Há também a liberação de endorfina, substância que gera sensação de bem-estar e pode causar dependência. Isso explicaria, segundo alguns especialistas, por que algumas pessoas precisam de barulho mesmo quando deveriam preferir o silêncio -caso, por exemplo, de pessoas que só conseguem dormir com a televisão ou o rádio ligados.
Os ruídos perturbam a capacidade de concentração e de desenvolvimento intelectual. Há estudos que relacionam o baixo desempenho de estudantes ao barulho do ambiente (da escola ou da sala de aula, por exemplo).
Porém, nessa faixa de som, os efeitos nefastos são relativos, porque dependem da interpretação pessoal e do tempo de exposição ao ruído. Ou seja, há quem fique irritado com a música do caminhão de gás, e há quem não se importe ou até goste dela. Um exemplo a respeito do tempo de exposição: um papo animado pode ser revigorante, mas encarar um falatório durante horas seguidas é capaz de deixar a pessoa estafada.

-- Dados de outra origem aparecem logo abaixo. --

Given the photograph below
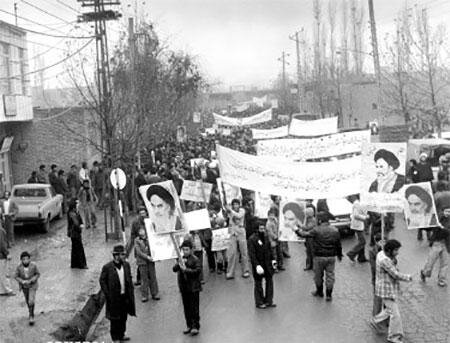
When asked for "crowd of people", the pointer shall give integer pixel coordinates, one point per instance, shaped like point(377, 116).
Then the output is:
point(254, 242)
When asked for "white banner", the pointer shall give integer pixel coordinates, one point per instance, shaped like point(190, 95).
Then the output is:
point(305, 180)
point(192, 191)
point(197, 220)
point(302, 149)
point(252, 120)
point(228, 191)
point(278, 132)
point(308, 128)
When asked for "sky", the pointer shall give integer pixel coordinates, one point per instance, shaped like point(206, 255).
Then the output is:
point(236, 42)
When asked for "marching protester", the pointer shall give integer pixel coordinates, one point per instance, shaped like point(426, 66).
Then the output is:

A partir de 85 dB (um show de rock), não importa se o som é agradável, ele é, necessariamente, prejudicial ao corpo, em especial à audição: as cerca de 2.000 células da cóclea de cada ouvido começam a se degenerar. Essas células são responsáveis por transformar as vibrações sonoras nos impulsos elétricos que vão para o cérebro. Quando há sobrecarga de energia, elas começam a morrer.
Para ter uma idéia, a cada 3 dB, a quantidade de energia que essas células recebem dobra. Aumentar o volume de 90 dB para 93 dB pode ser mais grave do que se imagina.
Quando a exposição a sons altos é curta e pouco freqüente, pode acontecer o chamado zumbido temporário, além de uma sensação de abafamento do som. Isso significa que as células foram afetadas, mas se regeneraram.
Quando o estilo de vida é muito barulhento, elas podem se extinguir aos poucos, sem que a própria pessoa note. Segundo Sady Selaimen, presidente da Sociedade Brasileira de Otologia, é comum pacientes irem aos consultórios com queixa de zumbido e então descobrirem a perda de audição ou vice-versa. "As duas coisas, em geral, ocorrem juntas", afirma Selaimen.
O zumbido contínuo, em geral, é um aviso antecipado da surdez e pode durar a vida toda, mesmo quando a pessoa perdeu completamente a audição. Ambos os problemas também podem ser causados por sons curtos e muito intensos, como os de explosões.